Confrontation a first for policeman Brent Wyndham who shot JC dead
The constable who shot and killed a 29-year-old Aboriginal woman as she held scissors and a bread knife in a residential street had never before confronted an uncooperative suspect armed with a weapon, an inquest has been told.
The constable who shot and killed a 29-year-old Aboriginal woman as she held scissors and a bread knife in a residential street had never before confronted an uncooperative suspect armed with a weapon, an inquest has been told.
Constable Brent Wyndham said on Thursday that he was required to do a week of bespoke training designed only for him after a police internal affairs investigation found he had failed in his duties on September 17, 2019, when he shot the woman, known for cultural reasons as JC, on a residential street in the West Australian farming and crayfishing town of Geraldton.
A jury found Constable Wyndham not guilty of murder and not guilty of manslaughter in 2021. He returned to work in Geraldton where he received both a reprimand from internal affairs and a promotion to the rank of senior constable.

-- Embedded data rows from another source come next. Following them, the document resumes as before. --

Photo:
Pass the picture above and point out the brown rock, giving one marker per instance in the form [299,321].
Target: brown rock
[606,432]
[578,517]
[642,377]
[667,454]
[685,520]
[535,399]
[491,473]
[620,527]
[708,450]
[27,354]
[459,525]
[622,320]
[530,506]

The bespoke training Constable Wyndham was required to undergo on his return to work included scenarios with actors, but none involved a knife and none replicated a street scene similar to the one in which he shot and killed JC. When counsel assisting the coroner Rachael Young SC asked Constable Wyndham if it would have assisted him to have replicated the fatal scenario, he replied “yes”, but added that he just did the training he was required to do.
Constable Wyndham told the coroner on Thursday that he made a series of “split-second” decisions as the police car he was a passenger in arrived at the scene.
This included a decision to get out of the car and another split-second decision to draw his weapon. However, he said his decision to fire the gun was a conscious one.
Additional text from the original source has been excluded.